Tedros spent much of the beginning of the civil war in 2020 silent, but has since become – as arguably the world’s most prominent Tigrayan – a vocal critic of the war and the Ethiopian government generally. He has repeatedly accused those who care more about the war in Ukraine than the war in Ethiopia of racism and offered personal experiences with his family to humanize the tragedy.
“I will tell you my own story. I have many relatives there. I want to send them money. I cannot send them money. They’re starving, I know,” Tedros said in August. “I cannot help them. I cannot do that because they are completely sealed off. I want to speak to them. It’s a long time since I have spoken to them. I can’t speak to them. I don’t know even who is dead or who is alive.”
At the same press conference, Tedros emphasized that Eritrea’s role in the blockade was compounding the damage.
“What makes it even very unique, the Tigray situation, is it’s completely sealed off by both Ethiopian and Eritrean governments,” he said, “So, not only access to food is limited, it’s trickling now, and access to medicine is very limited, our programmes, HIV programme, TB programme, have collapsed.”
Tedros also insisted that his emphasis on stopping the civil war was not a result of personal bias, arguing that he had similarly attempted to intervene and send humanitarian supplies to Yemen, Syria, and Ukraine.
TPLF leaders began sounding the alarm more aggressively in September that Eritrea was heavily involved in the war.

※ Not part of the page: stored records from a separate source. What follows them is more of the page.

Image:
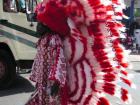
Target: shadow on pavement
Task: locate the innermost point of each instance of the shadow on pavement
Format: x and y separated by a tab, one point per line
19	85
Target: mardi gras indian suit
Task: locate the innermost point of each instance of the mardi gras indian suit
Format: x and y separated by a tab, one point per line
49	65
96	60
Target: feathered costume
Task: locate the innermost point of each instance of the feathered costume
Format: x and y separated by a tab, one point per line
96	61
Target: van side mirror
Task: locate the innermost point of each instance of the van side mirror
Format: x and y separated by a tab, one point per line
30	10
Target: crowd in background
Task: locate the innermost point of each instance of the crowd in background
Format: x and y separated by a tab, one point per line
132	37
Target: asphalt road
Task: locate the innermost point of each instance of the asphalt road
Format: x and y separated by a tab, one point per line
21	88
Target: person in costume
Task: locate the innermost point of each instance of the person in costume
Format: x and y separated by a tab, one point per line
49	69
95	59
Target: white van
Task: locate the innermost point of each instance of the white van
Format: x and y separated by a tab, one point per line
17	40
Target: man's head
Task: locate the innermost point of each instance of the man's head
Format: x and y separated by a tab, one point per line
42	29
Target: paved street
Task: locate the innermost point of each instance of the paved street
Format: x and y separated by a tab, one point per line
21	88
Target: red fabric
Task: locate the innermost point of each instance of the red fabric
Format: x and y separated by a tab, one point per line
54	17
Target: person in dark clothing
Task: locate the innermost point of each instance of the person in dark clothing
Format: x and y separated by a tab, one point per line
134	25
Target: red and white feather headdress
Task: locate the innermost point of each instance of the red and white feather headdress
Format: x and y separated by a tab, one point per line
96	60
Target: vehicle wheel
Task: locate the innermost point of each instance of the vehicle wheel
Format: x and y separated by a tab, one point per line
7	69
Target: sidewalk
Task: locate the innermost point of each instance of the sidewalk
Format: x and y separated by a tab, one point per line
134	57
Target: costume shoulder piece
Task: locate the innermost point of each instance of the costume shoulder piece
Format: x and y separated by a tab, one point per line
96	59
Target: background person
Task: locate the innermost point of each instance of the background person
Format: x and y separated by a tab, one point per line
49	69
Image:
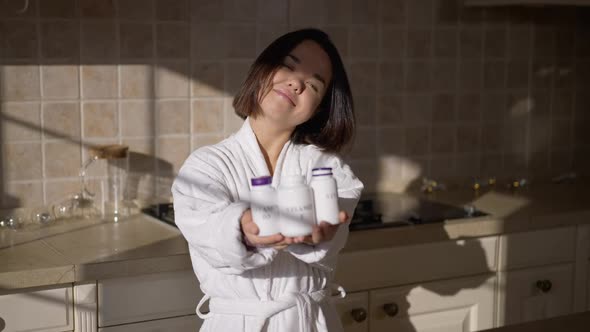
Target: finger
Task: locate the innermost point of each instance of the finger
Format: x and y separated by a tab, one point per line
250	227
343	216
317	235
267	240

“Eritrea is deploying its entire army as well as reservists. Our forces are heroically defending their positions,” TPLF spokesman Getachew Reda said at the time, previously warning that Eritrea had begun to call in older reservists to mobilize for war. TPLF fighters claimed that they were the subject of a “full-scale” Eritrean attack in September.
In November, the TPLF and Ethiopian government began a ceasefire that had been though, before Tedros’ comments this week, to be holding. Eritrea was not a party to that ceasefire, however, and the deal appears to only have stopped Ethiopian assaults on Tigray.

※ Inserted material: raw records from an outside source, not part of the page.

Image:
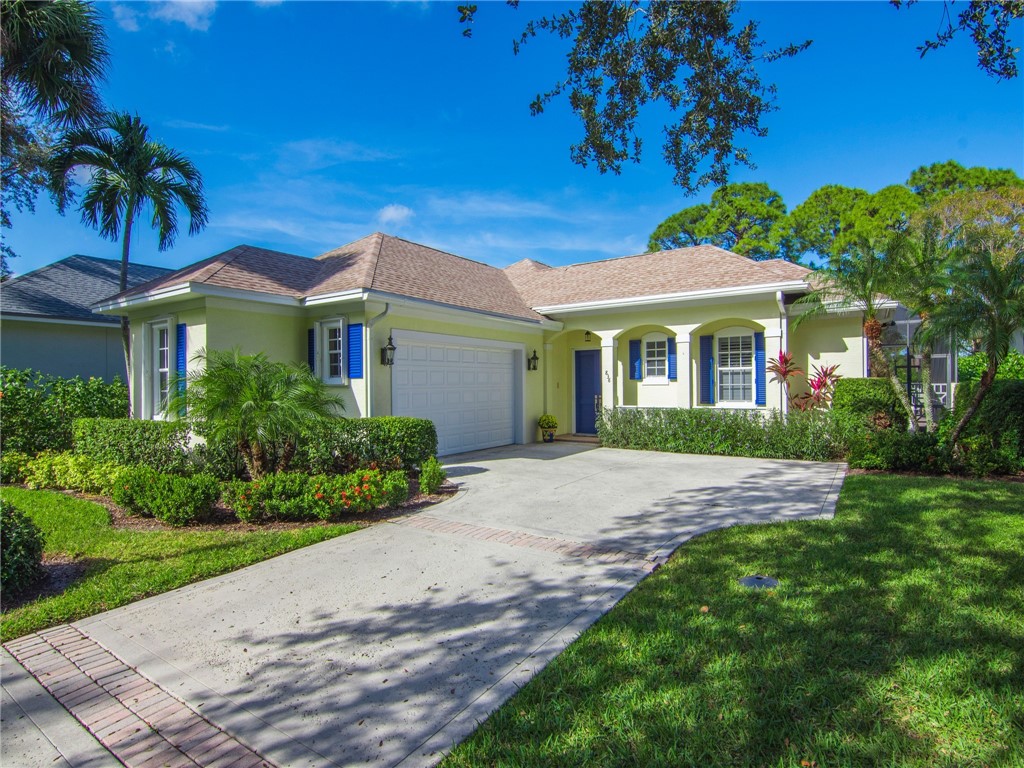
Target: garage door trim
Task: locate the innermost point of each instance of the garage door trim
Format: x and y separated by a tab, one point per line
518	367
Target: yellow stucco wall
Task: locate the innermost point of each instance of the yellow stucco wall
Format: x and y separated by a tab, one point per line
281	332
828	341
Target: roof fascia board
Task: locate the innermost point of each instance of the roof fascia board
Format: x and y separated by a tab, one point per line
637	302
412	307
357	294
171	293
98	323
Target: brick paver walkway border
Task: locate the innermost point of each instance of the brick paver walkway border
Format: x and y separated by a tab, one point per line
530	541
142	725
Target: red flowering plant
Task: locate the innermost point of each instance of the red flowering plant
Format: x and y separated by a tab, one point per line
822	384
782	370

Abiy is currently in Washington for a pan-African summit hosted by the far-left administration of President Joe Biden. The Nobel winner met with Blinken on Tuesday for talks Abiy described as “candid and productive.”
“Secretary Blinken commended steps taken by the Ethiopian government to improve humanitarian access and begin restoration of essential services,” the State Department said in its readout of the meeting.
“Secretary Blinken and the Prime Minister also discussed the urgent need for all Eritrean forces to leave Ethiopia, which is to happen concurrently with disarmament of Tigrayan combatants,” the readout continued.
The State Department did not use the term “ethnic cleansing” in its summary of the meeting.